When the pandemic struck, Jason couldn’t work remotely; he was an essential worker, that moved other essential workers around the city despite the panic and personal risk. Jason was known to keep his bus meticulous, even more so with the spread of COVID-19. He was very conscientious about the state of emergency his city was in the midst of.
One day, Hargrove noticed the flagrant and cavalier attitude of a particularly antisocial rider who continued to cough wildly into the faces of passengers and Hargrove himself. The outrageous lack of regard for fellow humans was too much. Though he held his tongue at the moment, he later shared how he felt, in a Facebook Live Video. The clip uses strong language, but it’s hard to pretend you’re not crying when you listen to this compassionate man. That’s because only days later, Jason Hargrove died as a result of the COVID-19 virus.
Hargrove is remembered as a courageous frontline worker who stood up and raised a voice against socially unacceptable behavior that can put the lives of many at risk.
3. Yvette Beatty
Yvette Beatty, a home health aide in Philadelphia, is scared that it might be her last goodbye when she says goodbye to her family in the morning.
Home health aides are quickly growing in number as one of the fastest-rising jobs in the U.S. as the population of seniors and the elderly rises, now more than ever in our history.
Aides continuing to work during the pandemic are faced with high-risk conditions. These professionals typically visit multiple homes in a day, which increases exposure for them and their patients. Most of them often use public transportation for traveling, which puts them at further risk.
Yvette and her colleagues often engage in everyday personal care tasks, like dressing, meal preparation, and providing the general companionship and care every human needs. They even have to run errands for their clients, like picking up medications and doing groceries that don't allow them to maintain social distancing.

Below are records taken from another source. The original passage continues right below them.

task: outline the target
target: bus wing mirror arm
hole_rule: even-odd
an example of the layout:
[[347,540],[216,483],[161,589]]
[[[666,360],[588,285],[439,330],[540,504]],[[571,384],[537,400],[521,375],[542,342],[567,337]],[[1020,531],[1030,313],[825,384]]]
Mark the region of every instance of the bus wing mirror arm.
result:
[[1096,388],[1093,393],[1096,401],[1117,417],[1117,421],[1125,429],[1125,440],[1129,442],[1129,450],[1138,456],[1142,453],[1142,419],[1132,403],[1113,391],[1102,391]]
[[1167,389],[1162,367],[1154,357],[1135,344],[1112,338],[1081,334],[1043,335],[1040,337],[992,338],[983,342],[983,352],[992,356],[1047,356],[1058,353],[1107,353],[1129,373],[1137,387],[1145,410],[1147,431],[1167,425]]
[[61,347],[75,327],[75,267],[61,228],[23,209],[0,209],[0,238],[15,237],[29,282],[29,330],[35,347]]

What's worse is that the state and the federal governments haven't lent much support to these workers when providing protective equipment. Hence, they are resorting to sacrificing what little money they can; to personally purchase equipment like gloves and masks of lesser quality than what has been provided to hospitals.
Yvette asks that the community and the government recognize home health aides and make better efforts to protect them during this crisis.
Black History Month: Celebrations Go Beyond February
Black History Month was initially created to observe and reflect on the contributions and sacrifices made by the African diaspora. Now it has also evolved the way different communities perceive people of color. It has ignited a sense of hope, faith, reassurance, and confidence that the Black community needed to open up more opportunities for themselves.
As we continue to show our gratitude for frontline and essential workers through 2022, let’s take time this Black History Month to give extra care and attention to the disproportionate number of African American essential workers who put their safety and wellbeing on the line every day. They need our local and national support for better working conditions and compensation.
We, at OrbisPay admire and acknowledge the contributions of African Americans and pay tribute to hundreds and thousands of African Americans like Nickol Tylor, Jason Hargrove(late), and Yvette Betty, who have worked or are working effortlessly to create a positive impact in the community.